Determination of sensitive electrophysiologic parameters at follow-up of different steroid treatments of carpal tunnel syndrome.

作者信息

Aygül Recep, Ulvi Hizir, Karatay Saliha, Deniz Orhan, Varoglu Asuman Orhan

机构信息

Department of Neurology, Ataturk University Faculty of Medicine, Erzurum, Turkey.

出版信息

J Clin Neurophysiol. 2005 Jun;22(3):222-30.

Abstract

Nonsurgical treatment for carpal tunnel syndrome (CTS) is frequently offered to those with mild to moderate symptoms. However, the most sensitive electrophysiological parameters at follow-up, and most effective type of different methods of steroid treatment for CTS, remain unknown. The aim of this study was to compare the efficacy of local corticosteroid injection, phonophoresis, and iontophoresis for the treatment of CTS, and to evaluate the most sensitive electrophysiologic parameters at the follow-up visit.
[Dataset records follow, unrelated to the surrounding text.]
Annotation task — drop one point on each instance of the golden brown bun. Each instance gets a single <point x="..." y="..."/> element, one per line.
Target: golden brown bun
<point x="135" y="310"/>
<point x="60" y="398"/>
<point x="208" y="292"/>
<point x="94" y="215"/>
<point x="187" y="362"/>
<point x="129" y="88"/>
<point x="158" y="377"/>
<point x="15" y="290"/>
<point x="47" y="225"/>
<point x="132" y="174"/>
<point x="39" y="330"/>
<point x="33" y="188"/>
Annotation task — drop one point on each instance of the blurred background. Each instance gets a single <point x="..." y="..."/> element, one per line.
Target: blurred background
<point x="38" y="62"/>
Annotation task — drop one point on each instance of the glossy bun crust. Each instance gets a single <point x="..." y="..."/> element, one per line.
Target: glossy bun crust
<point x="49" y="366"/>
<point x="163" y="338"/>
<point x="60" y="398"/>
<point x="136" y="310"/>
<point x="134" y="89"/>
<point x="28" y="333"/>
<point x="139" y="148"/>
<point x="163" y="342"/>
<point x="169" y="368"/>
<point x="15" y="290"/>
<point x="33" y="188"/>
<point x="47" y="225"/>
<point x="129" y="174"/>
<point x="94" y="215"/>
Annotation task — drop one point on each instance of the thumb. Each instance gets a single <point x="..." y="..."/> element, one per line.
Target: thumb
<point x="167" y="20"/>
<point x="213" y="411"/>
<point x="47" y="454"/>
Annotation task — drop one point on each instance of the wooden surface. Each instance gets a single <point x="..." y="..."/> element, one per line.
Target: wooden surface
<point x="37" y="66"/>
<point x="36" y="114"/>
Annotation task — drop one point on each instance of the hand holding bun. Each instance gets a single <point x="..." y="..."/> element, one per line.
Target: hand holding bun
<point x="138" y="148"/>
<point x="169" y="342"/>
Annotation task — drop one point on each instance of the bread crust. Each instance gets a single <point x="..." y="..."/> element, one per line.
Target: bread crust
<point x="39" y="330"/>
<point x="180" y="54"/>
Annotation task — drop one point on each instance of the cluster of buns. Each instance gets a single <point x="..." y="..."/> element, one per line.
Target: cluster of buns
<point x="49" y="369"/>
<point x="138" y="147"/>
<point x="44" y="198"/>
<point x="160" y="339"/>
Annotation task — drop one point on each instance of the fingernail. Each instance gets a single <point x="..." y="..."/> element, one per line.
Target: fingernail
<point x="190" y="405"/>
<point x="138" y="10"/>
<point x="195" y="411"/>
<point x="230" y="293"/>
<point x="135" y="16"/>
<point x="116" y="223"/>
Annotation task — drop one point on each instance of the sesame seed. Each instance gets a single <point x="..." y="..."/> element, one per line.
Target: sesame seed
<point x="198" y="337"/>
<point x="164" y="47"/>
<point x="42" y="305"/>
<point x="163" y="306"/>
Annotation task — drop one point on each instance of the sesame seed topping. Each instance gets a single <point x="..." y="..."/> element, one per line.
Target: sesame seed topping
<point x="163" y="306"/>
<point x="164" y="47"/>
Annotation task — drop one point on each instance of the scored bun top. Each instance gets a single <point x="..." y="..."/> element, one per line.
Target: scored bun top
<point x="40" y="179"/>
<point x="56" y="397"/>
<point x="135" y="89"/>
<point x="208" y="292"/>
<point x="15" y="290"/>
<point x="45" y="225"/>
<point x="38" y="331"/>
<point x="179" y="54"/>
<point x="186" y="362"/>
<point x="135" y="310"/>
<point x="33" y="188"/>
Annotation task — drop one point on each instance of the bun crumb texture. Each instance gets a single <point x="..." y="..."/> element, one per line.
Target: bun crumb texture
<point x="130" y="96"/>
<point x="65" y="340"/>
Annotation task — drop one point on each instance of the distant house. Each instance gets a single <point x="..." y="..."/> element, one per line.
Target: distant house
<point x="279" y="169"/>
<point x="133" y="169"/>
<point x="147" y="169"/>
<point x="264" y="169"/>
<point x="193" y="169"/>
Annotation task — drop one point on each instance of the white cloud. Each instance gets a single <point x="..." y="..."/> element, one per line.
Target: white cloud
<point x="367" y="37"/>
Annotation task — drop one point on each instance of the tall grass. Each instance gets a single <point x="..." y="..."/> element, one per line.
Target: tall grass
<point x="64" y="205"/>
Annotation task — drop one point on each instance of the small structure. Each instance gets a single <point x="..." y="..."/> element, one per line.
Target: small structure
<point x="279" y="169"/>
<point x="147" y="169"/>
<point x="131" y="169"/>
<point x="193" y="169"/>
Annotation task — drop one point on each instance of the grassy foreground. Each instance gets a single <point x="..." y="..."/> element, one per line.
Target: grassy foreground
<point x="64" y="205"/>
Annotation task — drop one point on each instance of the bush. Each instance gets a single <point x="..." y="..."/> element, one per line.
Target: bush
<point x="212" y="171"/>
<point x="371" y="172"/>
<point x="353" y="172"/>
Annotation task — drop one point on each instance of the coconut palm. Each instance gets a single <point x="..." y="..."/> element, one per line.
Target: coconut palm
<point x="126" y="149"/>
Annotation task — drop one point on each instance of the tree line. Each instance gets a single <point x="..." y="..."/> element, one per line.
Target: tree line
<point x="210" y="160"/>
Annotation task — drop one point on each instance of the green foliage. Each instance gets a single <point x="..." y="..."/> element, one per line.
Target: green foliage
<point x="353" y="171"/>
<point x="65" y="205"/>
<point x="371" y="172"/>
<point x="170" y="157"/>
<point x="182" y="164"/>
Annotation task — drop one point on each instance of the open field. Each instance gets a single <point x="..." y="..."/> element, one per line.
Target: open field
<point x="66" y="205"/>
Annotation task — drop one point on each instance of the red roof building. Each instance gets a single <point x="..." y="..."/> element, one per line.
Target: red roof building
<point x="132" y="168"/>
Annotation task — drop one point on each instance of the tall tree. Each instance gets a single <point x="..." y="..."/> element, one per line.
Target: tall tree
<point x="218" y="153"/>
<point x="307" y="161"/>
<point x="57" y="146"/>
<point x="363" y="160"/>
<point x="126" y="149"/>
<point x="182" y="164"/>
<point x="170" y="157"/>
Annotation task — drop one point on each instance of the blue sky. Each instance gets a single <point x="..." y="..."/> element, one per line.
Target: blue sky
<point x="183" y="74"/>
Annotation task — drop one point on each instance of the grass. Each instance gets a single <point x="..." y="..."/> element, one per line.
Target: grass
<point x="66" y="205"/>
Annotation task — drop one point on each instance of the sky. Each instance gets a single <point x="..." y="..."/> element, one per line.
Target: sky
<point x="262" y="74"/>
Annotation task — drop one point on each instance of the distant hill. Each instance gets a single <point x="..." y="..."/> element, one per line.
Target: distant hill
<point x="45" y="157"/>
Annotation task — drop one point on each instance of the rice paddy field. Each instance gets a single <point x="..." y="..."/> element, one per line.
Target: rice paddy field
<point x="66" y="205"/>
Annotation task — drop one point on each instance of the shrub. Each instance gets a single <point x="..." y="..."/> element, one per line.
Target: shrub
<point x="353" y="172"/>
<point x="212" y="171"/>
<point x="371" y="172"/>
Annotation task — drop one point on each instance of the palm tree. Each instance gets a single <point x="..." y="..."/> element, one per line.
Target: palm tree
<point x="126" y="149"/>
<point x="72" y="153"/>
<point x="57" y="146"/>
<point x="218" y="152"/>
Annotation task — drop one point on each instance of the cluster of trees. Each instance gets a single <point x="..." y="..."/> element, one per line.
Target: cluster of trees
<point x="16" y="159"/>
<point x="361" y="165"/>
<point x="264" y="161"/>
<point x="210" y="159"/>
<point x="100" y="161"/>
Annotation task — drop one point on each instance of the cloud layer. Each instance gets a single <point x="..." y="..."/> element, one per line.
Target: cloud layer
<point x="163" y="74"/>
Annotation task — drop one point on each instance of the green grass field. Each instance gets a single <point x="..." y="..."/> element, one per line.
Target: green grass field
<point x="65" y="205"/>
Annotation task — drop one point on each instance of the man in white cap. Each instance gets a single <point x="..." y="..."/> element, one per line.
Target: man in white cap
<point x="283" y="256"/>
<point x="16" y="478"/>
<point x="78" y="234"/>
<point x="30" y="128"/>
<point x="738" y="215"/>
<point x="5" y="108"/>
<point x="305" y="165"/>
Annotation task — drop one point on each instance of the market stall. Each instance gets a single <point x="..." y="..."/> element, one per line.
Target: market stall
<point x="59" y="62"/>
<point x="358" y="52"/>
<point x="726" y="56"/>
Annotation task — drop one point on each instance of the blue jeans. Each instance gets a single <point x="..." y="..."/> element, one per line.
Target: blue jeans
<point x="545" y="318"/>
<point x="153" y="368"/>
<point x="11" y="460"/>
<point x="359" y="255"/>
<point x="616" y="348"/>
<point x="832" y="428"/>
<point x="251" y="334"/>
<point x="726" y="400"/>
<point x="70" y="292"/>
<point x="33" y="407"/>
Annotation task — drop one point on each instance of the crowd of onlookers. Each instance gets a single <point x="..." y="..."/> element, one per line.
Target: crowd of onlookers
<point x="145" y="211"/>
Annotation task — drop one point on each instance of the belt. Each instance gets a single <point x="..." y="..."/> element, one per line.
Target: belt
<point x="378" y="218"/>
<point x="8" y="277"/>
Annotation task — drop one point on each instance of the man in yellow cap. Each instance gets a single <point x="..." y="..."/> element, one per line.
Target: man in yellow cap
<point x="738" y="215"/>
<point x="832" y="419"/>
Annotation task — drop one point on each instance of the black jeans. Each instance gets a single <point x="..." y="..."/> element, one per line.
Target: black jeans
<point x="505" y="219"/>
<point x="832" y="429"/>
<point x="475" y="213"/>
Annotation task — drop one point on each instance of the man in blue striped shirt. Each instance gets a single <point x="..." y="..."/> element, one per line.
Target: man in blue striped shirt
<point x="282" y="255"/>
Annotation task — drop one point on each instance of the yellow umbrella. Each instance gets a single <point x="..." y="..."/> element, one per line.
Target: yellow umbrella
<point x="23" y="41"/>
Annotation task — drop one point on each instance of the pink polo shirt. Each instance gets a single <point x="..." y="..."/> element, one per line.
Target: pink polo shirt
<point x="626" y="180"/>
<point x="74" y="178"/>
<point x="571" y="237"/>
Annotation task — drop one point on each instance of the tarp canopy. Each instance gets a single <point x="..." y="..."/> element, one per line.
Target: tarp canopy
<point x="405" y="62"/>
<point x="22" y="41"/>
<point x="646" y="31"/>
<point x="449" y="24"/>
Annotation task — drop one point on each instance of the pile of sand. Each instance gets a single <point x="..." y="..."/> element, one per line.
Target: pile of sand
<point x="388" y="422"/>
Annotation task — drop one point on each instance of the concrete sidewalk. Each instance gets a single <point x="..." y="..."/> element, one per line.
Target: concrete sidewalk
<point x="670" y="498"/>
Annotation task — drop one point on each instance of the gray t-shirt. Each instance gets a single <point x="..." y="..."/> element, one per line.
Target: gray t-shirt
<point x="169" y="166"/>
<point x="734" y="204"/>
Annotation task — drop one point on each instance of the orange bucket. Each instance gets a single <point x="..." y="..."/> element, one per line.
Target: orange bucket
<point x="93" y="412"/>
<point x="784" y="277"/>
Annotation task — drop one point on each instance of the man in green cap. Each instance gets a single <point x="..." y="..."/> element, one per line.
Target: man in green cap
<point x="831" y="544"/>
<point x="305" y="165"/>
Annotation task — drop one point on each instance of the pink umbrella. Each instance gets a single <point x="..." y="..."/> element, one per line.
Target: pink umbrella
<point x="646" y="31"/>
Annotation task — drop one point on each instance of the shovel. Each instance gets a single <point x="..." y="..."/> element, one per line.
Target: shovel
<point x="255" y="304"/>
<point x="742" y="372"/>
Different conservative treatments were applied in this prospective study. Fifty-six hands of 31 patients were randomly treated with local steroid injection, iontophoresis, or phonophoresis with 2- and 4-month follow-up visits. Conventional and new neurophysiologic sensorimotor nerve conduction parameters for CTS diagnosis were performed on the initial visit and at 2 and 4 months after treatment. The local steroid injection group showed a significant improvement in the mean nerve conduction parameters after the second and fourth months when compared with basal values, whereas no significant changes except the difference between the median and ulnar distal latency to the fourth digit (D4M-D4U), difference between sensory median distal latency to second digit and ulnar distal latency to the fifth digit (D2M-D5U), and median motor distal latency were observed in the iontophoresis and phonophoresis groups. At the end of follow-up period, the most sensitive parameters were D4M-D4U and D2M-D5U; the D4M-D4U was improved 60% in the injection group, 33% in iontophoresis group, and 39% in phonophoresis group, and the improvement of the D2M-D5U was 70%, 28%, and 28%, respectively, in the injection, iontophoresis, and phonophoresis groups. These findings show that steroid injection is superior to iontophoresis and phonophoresis in the treatment of CTS, and that the most sensitive neurophysiologic parameters in follow-up are D4M-D4U and D2M-D5U, being the objective measures of the outcome of CTS treatment.

摘要

对于症状轻至中度的腕管综合征(CTS)患者,常采用非手术治疗。然而,随访时最敏感的电生理参数以及CTS不同类固醇治疗方法中最有效的类型仍不清楚。本研究的目的是比较局部皮质类固醇注射、超声药物透入疗法和离子导入疗法治疗CTS的疗效,并评估随访时最敏感的电生理参数。本前瞻性研究采用了不同的保守治疗方法。31例患者的56只手被随机接受局部类固醇注射、离子导入疗法或超声药物透入疗法治疗,并进行2个月和4个月的随访。在初次就诊时以及治疗后2个月和4个月,对用于CTS诊断的传统和新的神经生理感觉运动神经传导参数进行检测。与基础值相比,局部类固醇注射组在第2个月和第4个月后的平均神经传导参数有显著改善,而离子导入疗法组和超声药物透入疗法组除了第4指的正中神经和尺神经远端潜伏期差异(D4M-D4U)、第2指感觉正中神经远端潜伏期与第5指尺神经远端潜伏期差异(D2M-D5U)以及正中运动远端潜伏期外,未观察到显著变化。在随访期结束时,最敏感的参数是D4M-D4U和D2M-D5U;注射组中D4M-D4U改善了60%,离子导入疗法组为33%,超声药物透入疗法组为39%,注射组、离子导入疗法组和超声药物透入疗法组中D2M-D5U的改善分别为70%、28%和28%。这些结果表明,在CTS治疗中,类固醇注射优于离子导入疗法和超声药物透入疗法,且随访时最敏感的神经生理参数是D4M-D4U和D2M-D5U,它们是CTS治疗效果的客观指标。